Un jovencito acicalado, con aire de intelectual (especialidad Límites Patrios), le sonrió con benevolencia y a nosotros nos lanzó una mirada que Pedro Camacho hubiera tenido todo el derecho de llamar argentina:

—¿No te he dicho que eso de pasar personajes de una historia a otra lo inventó Balzac? —dijo, hinchando el pecho con sabiduría. Pero sacó una conclusión que lo perdió:— Si se entera que lo está plagiando, lo manda a la cárcel.

—El chiste no es que los pase de una a otra, sino que los resucite —se defendió la muchacha—. El teniente Concha se había quemado, mientras leía un Pato Donald, ¿cómo puede ahora resultar ahogándose?

—Es un tipo sin suerte —sugirió el jovencito acicalado que traía mis papeles.

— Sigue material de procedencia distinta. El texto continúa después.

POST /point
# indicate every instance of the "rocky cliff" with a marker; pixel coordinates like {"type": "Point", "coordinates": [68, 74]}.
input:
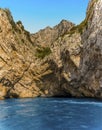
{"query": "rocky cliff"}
{"type": "Point", "coordinates": [65, 60]}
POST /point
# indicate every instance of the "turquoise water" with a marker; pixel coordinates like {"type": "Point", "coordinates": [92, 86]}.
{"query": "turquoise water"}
{"type": "Point", "coordinates": [50, 114]}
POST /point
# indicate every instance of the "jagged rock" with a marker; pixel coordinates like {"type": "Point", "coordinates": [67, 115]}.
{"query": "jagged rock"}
{"type": "Point", "coordinates": [65, 60]}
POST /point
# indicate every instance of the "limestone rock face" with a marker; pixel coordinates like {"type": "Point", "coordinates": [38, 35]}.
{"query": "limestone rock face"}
{"type": "Point", "coordinates": [65, 60]}
{"type": "Point", "coordinates": [91, 61]}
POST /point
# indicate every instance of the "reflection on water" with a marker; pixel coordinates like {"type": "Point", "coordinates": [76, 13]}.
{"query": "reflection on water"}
{"type": "Point", "coordinates": [50, 114]}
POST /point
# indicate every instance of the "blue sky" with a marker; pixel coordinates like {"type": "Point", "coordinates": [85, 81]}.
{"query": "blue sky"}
{"type": "Point", "coordinates": [37, 14]}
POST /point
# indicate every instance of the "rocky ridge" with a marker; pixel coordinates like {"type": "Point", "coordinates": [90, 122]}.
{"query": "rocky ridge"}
{"type": "Point", "coordinates": [61, 61]}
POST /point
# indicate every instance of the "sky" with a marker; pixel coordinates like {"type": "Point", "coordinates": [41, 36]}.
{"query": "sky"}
{"type": "Point", "coordinates": [37, 14]}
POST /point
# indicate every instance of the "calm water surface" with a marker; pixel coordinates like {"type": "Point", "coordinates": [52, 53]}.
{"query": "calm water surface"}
{"type": "Point", "coordinates": [50, 114]}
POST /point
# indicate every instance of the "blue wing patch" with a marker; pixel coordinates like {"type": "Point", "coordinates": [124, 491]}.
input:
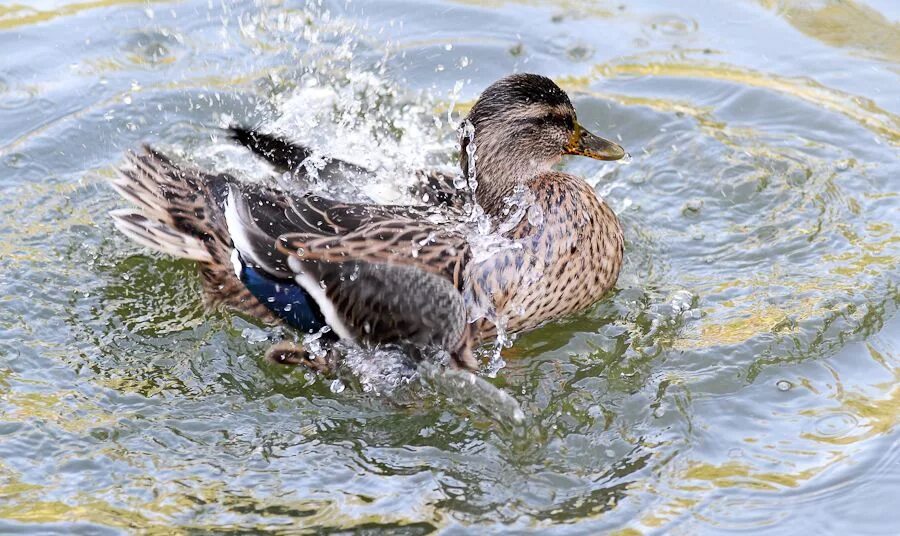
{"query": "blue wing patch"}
{"type": "Point", "coordinates": [285, 298]}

Partí feliz, con los documentos oleados y sacramentados, dejando a las dos señoras, la secretaria y los diplomáticos empeñados en una animada charla sobre el escriba boliviano. La tía Julia me estaba esperando en un café y se rió del cuento; no había vuelto a oír los programas de su compatriota.

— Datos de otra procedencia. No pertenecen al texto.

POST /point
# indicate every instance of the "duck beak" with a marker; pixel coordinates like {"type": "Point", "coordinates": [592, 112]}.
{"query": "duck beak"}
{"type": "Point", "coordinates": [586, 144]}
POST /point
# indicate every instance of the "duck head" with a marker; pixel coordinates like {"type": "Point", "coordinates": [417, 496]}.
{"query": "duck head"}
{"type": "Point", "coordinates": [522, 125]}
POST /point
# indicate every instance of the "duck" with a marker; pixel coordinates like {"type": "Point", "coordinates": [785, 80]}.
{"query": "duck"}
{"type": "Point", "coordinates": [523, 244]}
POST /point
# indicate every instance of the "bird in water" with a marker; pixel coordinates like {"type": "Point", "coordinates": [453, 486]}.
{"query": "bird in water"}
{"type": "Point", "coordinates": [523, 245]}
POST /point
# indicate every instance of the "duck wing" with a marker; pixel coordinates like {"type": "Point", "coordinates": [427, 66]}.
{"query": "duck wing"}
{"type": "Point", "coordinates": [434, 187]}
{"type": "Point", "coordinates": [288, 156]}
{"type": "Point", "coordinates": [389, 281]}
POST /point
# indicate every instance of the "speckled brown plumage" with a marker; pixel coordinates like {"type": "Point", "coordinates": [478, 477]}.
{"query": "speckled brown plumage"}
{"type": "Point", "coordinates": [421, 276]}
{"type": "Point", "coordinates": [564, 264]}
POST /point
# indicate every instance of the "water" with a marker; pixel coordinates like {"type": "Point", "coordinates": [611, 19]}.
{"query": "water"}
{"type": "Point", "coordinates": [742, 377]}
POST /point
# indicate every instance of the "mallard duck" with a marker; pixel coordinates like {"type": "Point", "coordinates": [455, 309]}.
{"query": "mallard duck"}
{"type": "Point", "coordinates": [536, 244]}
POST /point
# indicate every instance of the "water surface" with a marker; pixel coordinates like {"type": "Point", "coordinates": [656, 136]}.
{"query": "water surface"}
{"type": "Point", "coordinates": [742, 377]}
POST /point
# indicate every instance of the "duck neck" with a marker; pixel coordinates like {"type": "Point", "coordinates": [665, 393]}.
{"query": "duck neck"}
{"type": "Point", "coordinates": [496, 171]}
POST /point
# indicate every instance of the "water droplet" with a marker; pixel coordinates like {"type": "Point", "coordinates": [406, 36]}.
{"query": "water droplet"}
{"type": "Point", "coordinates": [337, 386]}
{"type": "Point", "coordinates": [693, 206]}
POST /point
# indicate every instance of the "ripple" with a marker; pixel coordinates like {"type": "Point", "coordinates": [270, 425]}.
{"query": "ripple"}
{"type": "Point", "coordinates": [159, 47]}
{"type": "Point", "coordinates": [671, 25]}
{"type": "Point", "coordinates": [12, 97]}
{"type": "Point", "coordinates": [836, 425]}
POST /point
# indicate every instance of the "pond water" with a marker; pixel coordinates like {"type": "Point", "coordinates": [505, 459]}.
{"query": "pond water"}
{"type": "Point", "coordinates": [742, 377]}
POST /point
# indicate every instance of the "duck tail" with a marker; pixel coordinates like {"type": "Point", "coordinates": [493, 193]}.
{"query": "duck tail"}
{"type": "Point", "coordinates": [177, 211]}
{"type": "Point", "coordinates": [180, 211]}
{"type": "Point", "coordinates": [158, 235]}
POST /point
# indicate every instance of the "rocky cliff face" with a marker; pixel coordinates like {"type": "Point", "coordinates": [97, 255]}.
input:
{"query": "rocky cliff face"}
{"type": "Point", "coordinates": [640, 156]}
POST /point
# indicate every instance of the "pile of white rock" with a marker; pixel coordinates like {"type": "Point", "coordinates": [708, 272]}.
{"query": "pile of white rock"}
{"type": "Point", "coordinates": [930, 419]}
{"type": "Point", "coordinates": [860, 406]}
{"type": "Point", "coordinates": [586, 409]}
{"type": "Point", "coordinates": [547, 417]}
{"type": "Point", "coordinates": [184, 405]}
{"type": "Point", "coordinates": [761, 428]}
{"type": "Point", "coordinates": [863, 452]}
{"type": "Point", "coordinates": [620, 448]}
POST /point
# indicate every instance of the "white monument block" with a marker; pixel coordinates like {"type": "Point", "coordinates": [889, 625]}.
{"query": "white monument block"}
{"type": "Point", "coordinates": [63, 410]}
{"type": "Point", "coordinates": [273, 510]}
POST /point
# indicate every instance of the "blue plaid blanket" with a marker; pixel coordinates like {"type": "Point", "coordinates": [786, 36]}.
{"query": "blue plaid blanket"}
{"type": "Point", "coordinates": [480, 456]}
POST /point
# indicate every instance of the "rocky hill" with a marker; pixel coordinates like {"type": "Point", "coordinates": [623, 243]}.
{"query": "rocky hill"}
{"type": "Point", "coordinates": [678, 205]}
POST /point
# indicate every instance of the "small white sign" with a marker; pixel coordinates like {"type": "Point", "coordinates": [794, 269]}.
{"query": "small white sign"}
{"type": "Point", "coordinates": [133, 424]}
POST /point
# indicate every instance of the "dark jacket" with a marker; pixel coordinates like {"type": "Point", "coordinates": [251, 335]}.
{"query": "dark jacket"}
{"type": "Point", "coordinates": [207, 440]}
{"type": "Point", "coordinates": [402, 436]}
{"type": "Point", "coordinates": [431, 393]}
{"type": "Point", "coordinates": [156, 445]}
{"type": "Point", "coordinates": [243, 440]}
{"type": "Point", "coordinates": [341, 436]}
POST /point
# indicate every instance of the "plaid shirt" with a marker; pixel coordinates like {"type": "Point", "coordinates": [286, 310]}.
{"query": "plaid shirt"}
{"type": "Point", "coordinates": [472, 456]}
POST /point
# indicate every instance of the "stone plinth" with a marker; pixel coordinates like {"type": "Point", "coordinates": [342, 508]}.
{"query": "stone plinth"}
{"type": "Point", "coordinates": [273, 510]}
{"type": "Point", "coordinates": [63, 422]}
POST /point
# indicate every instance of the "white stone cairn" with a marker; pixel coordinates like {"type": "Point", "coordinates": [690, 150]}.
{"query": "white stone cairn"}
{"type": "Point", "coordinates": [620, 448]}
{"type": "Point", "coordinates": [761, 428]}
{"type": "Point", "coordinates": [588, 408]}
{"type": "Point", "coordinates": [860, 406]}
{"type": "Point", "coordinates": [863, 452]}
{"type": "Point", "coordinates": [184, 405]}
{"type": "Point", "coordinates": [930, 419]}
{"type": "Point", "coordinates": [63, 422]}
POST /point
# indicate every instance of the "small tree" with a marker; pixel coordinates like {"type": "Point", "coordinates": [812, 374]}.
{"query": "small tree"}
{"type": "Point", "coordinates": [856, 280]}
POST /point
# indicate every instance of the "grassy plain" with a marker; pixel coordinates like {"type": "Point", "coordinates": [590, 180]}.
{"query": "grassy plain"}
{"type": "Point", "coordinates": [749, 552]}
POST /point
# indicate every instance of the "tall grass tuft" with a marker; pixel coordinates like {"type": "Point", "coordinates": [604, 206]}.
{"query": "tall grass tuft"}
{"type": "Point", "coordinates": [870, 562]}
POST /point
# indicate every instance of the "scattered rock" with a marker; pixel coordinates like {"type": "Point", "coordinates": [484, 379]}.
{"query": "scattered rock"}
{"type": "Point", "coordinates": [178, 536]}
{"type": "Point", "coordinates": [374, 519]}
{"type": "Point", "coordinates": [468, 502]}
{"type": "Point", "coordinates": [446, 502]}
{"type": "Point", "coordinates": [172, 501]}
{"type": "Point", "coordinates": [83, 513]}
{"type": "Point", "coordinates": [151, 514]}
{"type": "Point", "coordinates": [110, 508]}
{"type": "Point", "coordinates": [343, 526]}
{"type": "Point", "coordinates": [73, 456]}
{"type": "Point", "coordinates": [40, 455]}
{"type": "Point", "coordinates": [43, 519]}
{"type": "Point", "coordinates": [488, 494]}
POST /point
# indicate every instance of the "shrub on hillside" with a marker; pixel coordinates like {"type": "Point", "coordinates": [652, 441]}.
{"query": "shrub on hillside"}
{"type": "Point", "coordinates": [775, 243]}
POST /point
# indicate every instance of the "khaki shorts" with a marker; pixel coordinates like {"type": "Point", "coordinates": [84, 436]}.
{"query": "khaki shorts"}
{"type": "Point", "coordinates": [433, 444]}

Salvo la legalización de esos papeles, que resultó tan simple, todas las otras gestiones, en esa semana de diligencias y averiguaciones infinitas que hice, solo o acompañado por Javier, en las alcaldías de Lima, resultaron frustradoras y agobiantes. No ponía los pies en la Radio sino para El Panamericano, y dejaba todos los boletines en manos de Pascual, quien pudo ofrecer así a los radioescuchas un verdadero festín de accidentes, crímenes, asaltos, secuestros, que hizo correr por Radio Panamericana tanta sangre como la que, contiguamente, producía mi amigo Camacho en su sistemático genocidio de personajes.

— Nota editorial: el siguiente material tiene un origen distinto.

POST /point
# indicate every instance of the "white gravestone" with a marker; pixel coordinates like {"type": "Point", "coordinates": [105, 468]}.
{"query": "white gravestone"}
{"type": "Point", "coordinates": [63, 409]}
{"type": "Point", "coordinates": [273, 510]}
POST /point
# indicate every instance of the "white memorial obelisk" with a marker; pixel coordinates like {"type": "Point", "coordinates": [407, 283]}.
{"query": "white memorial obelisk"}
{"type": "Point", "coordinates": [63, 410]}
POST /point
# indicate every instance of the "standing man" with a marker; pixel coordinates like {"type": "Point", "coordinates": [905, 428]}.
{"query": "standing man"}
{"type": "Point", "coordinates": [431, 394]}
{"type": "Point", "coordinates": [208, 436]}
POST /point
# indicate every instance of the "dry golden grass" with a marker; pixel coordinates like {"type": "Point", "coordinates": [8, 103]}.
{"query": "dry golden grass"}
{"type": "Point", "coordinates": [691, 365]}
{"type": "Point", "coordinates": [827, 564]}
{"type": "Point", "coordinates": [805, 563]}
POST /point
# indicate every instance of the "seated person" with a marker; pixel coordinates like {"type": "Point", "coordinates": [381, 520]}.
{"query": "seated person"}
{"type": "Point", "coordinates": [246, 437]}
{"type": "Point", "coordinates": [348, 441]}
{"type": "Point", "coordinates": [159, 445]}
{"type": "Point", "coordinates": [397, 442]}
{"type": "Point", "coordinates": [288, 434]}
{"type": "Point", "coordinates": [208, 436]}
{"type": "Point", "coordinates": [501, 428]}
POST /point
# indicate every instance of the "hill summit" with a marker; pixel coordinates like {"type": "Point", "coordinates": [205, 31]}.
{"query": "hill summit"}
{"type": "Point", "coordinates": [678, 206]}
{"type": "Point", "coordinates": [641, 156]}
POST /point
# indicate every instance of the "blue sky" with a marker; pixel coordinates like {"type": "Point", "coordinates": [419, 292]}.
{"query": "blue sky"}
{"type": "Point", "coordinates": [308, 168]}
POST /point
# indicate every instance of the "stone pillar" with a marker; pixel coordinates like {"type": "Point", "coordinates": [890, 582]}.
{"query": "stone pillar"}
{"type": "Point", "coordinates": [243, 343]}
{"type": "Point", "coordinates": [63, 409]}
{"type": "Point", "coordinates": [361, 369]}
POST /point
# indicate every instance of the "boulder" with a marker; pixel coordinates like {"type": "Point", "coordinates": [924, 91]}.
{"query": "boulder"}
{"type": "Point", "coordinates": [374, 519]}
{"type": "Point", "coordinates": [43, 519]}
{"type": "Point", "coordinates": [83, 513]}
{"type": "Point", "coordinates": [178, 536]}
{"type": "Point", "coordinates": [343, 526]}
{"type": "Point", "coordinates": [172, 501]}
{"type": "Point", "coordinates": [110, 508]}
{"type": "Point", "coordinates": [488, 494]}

Comenzaba el recorrido muy temprano. Fui al principio a las Municipalidades más raídas y alejadas del centro, la del Rímac, la del Porvenir, la de Vitarte, la de Chorrillos. Una y cincuenta veces (al principio ruborizándome, luego con desparpajo) expliqué el problema a alcaldes, teniente-alcaldes, síndicos, secretarios, porteros, portapliegos, y cada vez recibí negativas categóricas. La piedra de toque era siempre la misma: mientras no obtuviera autorización notarial de mis padres, o fuera emancipado ante el juez, no podía casarme. Luego intenté suerte en las Alcaldías de los barrios céntricos, con exclusión de Miraflores y San Isidro (donde podía haber conocidos de la familia) con idéntico resultado. Los munícipes, luego de revisar los documentos, solían hacerme bromas que eran patadas en el estómago: "¿pero cómo, quieres casarte con tu mamá?", "no seas tonto, muchacho, para qué te vas a casar, arrejúntate nomás". El único sitio donde brilló una luz de esperanza fue en la Municipalidad de Surco, donde un secretario rollizo y cejijunto nos dijo que el asunto se podía arreglar por diez mil soles, "pues había que taparle la boca a mucha gente". Intenté regatear y llegué a ofrecerle una cantidad que difícilmente hubiera podido reunir (cinco mil soles), pero el gordito, como asustado de su audacia, dio marcha atrás y terminó sacándonos de la Alcaldía.